Get your pearls looked at once a year, to ensure that the silk is safe.
Pearls should be the last thing you put on, and that includes hairspray and makeup. They are very sensitive to the atmosphere, and very porous. They soak up whatever is in the air around them. Don’t wear them in the shower or swimming (chlorine can turn them green). Be gentle with them.
Store your pearls in a pouch (felt, velvet) inside your jewellery box.
Pearls can be difficult to clean. If you wear them a lot, oil from your skin can build up between the beads. There is nothing you can do about that. Every few years, when you take them to be restrung, your jeweller will clean each bead thoroughly. Between these “pit stops,” run a soft damp cloth over your pearls. If you really want to get in between the beads, use a cotton bud or a damp cloth. Do not use chemicals or soap.
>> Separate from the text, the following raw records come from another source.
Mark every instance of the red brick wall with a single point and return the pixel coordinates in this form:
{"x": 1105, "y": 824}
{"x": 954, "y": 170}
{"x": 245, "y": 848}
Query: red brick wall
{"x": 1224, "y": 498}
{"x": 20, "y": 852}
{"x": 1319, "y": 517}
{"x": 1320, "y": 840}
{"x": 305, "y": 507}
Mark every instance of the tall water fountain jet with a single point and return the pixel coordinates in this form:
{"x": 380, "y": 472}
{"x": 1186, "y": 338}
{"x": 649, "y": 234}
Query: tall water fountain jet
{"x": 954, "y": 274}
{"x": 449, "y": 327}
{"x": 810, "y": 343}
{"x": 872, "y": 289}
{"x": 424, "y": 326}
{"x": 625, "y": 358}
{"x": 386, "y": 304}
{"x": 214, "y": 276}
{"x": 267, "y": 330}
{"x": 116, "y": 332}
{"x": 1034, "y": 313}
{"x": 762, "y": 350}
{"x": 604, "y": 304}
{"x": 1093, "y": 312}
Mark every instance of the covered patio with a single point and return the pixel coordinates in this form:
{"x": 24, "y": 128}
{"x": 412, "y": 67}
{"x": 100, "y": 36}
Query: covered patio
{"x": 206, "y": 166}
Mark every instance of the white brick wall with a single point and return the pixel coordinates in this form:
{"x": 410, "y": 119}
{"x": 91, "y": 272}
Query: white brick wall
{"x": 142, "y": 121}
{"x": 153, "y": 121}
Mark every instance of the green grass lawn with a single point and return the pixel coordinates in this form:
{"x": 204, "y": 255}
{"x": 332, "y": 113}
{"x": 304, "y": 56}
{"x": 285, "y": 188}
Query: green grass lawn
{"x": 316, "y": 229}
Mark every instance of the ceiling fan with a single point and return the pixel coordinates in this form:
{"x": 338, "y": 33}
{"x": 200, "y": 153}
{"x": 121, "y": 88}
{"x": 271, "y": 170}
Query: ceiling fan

Yes, pearls need looking after, but overall they are not that high maintenance. Wear and enjoy them. Some say the more you wear pearls, the better their lustre. We haven’t seen the evidence for this, but let’s face it, jewellery this versatile, and this beautiful, deserves to be admired by your adoring public.
GOODWINS’ GUIDE TO BUYING PEARLS
1. Set your budget. This is a sensitive issue, but there is no point in being coy. We need guidance. Know your price-range and communicate it to your trusted jeweller. Decide if you’re buying occasion-wear, or everyday pearls.
2. Do you want a single or a multi-strand necklace? Visualise what you want your pearls to look like. The three row choker is a classic look, and you can find one for about £600. A single 18” strand of real pearls, graduated in size, could run around £2,500 to £3,000. (Another good question to ask yourself is: Do you want graduated or uniform-sized pearls? Current fashion favours uniform pearls.)
3. What kind of clasp do you want? One that’s for show, which can be worn to the front or the side, or one that blends into the background? A fancier clasp — especially if it’s set with diamonds or other gems — will boost the price of your pearls.
4. What colour of pearls do you want? Traditional white? Black, bronze? (Most coloured pearls are dyed by injecting pigment into the mollusc, though some are dyed afterwards. A completely natural coloured pearl is rare, indeed.)